If you've been following international news lately, you've probably heard something of the upcoming British general election. This one's a doozy for a variety of reasons, the foremost being that projected success by the centrist Liberal Democrats threatens to upset the longstanding two-party system.
A lot of the recent news, however, has been about the most recent TV debate has shifted the odds in favor of a Conservative (aka Tory) victory. Previously, bookmakers had put their money on a hung parliament.
Which begs the question: how many people actually bet on election outcomes in the UK? I haven't been able to find any hard data, but marketing campaigns by the big gambling chains suggest that they actually expect to make some money off those bets. As an American, this seems kind of odd to me: gambling is really not a huge part of American life, and is usually limited to the more conventional bets and games. But here in the UK, it's hard to walk more than a couple blocks on any commercial street without passing a betting parlor or two, and many of the bets advertised in the window are pretty exotic.
Stranger still is the use of published gambling odds in political advertising.

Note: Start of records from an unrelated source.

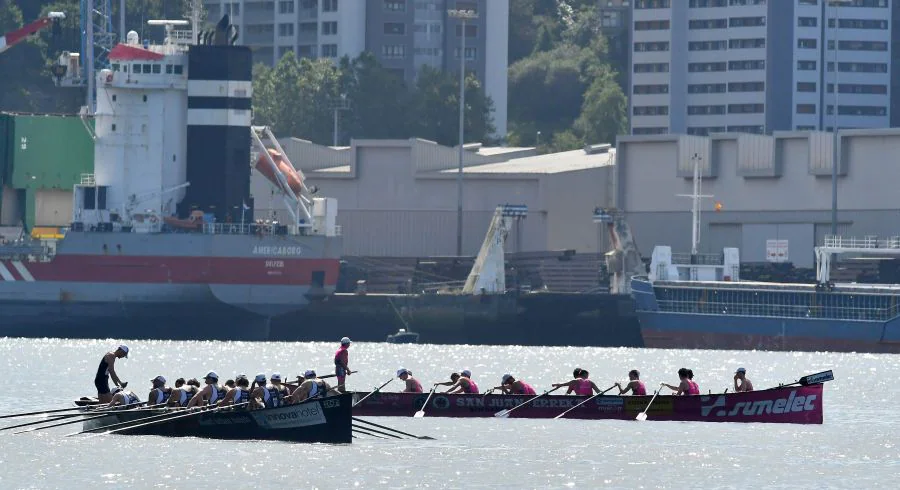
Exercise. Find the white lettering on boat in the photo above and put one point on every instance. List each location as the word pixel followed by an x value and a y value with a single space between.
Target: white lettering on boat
pixel 272 250
pixel 791 404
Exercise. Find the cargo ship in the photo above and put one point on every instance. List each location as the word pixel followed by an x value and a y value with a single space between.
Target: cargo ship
pixel 697 301
pixel 162 241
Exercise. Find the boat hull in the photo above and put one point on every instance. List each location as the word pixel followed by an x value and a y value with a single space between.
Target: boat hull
pixel 324 420
pixel 792 405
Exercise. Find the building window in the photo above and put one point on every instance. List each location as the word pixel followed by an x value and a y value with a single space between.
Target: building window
pixel 651 25
pixel 706 88
pixel 329 50
pixel 746 21
pixel 471 54
pixel 650 89
pixel 471 31
pixel 395 28
pixel 286 7
pixel 652 46
pixel 285 30
pixel 395 51
pixel 650 110
pixel 707 24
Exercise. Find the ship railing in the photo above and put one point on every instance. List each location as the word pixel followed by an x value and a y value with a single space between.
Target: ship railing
pixel 871 241
pixel 699 259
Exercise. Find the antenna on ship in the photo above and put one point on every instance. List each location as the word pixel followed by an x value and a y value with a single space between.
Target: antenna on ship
pixel 695 208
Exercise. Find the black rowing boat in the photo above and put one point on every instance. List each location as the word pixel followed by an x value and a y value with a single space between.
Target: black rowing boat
pixel 325 420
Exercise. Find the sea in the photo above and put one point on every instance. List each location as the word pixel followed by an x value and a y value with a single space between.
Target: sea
pixel 858 446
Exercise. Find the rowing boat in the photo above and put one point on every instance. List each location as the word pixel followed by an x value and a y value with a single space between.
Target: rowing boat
pixel 325 420
pixel 786 404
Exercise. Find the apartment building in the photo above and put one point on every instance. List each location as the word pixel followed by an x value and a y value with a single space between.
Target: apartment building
pixel 757 66
pixel 403 34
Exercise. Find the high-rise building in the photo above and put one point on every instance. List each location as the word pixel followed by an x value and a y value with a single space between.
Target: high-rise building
pixel 403 34
pixel 704 66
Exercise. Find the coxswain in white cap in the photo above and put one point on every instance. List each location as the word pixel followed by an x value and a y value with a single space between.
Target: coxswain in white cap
pixel 341 364
pixel 107 370
pixel 210 394
pixel 412 384
pixel 311 387
pixel 741 383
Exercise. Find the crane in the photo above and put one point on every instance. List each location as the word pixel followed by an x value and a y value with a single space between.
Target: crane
pixel 12 38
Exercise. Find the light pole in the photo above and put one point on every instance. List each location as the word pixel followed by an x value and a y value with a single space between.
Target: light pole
pixel 835 152
pixel 462 16
pixel 339 104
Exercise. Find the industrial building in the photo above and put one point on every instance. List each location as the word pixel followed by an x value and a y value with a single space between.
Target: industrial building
pixel 711 66
pixel 403 34
pixel 765 188
pixel 398 198
pixel 41 158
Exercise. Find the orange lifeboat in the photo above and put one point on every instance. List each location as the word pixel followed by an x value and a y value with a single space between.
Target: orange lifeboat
pixel 290 174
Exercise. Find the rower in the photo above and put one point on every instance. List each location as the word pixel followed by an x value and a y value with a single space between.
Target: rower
pixel 412 384
pixel 311 387
pixel 159 394
pixel 635 385
pixel 210 394
pixel 240 393
pixel 745 384
pixel 580 385
pixel 122 398
pixel 687 385
pixel 461 384
pixel 107 370
pixel 341 364
pixel 511 386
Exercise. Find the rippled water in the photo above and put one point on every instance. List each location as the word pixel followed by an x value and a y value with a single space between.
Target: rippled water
pixel 856 447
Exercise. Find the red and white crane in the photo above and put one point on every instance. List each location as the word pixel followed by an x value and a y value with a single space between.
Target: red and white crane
pixel 12 38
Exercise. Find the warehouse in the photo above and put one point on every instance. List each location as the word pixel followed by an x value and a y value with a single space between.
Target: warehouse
pixel 766 188
pixel 399 197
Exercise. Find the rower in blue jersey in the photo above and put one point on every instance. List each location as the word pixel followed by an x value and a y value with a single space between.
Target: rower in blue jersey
pixel 210 394
pixel 239 394
pixel 159 394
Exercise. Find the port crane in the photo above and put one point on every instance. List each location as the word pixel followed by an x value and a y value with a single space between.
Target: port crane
pixel 12 38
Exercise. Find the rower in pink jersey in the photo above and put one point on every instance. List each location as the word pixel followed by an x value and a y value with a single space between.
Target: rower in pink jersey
pixel 511 386
pixel 412 384
pixel 635 385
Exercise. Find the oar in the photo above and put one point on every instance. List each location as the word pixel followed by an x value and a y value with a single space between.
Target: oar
pixel 421 412
pixel 357 419
pixel 144 422
pixel 643 415
pixel 55 419
pixel 373 392
pixel 505 413
pixel 583 402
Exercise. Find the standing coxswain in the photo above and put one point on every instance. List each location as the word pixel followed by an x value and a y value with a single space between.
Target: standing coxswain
pixel 107 370
pixel 412 384
pixel 342 364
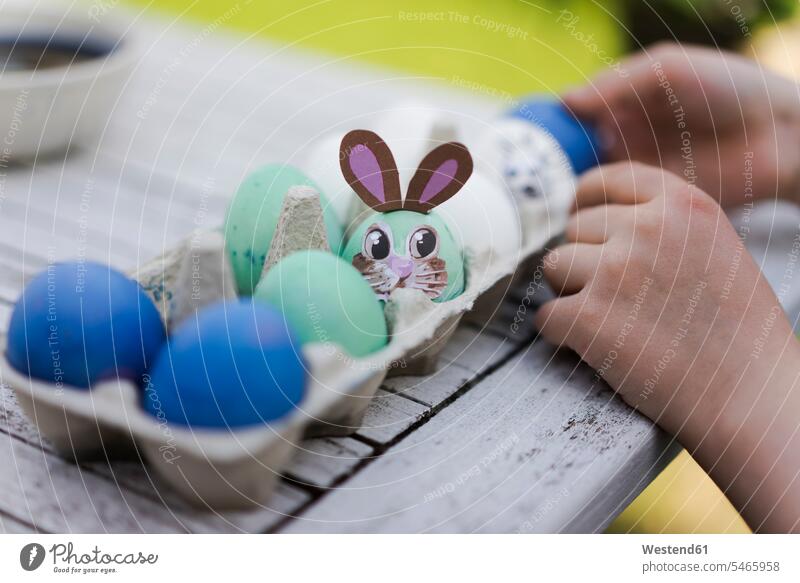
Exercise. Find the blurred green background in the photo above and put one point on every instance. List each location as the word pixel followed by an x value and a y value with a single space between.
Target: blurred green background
pixel 514 47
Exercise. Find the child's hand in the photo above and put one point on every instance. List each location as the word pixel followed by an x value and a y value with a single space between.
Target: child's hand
pixel 703 114
pixel 662 298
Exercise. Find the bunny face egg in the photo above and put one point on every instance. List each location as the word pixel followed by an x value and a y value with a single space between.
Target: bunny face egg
pixel 80 323
pixel 253 216
pixel 234 365
pixel 405 249
pixel 325 300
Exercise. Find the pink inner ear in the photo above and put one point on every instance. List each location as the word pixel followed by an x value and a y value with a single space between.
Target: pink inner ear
pixel 365 166
pixel 443 176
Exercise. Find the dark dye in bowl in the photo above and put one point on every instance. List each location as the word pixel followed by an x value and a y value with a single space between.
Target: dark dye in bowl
pixel 43 52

Nana spotted a sign touting a Liberal Democrat candidate's odds as a come-on to potential voters: Labour, it seems, has been claiming that Lib Dem candidates can't win and any vote for a Lib Dem candidate is as good as a vote for a Tory (American third-party supporters will recognize this argument), so the Lib Dems have been very vocal when bookmakers have given them good odds of success.
An interesting bit of bandwagon propaganda . . . but could you imagine an American politician doing the same thing?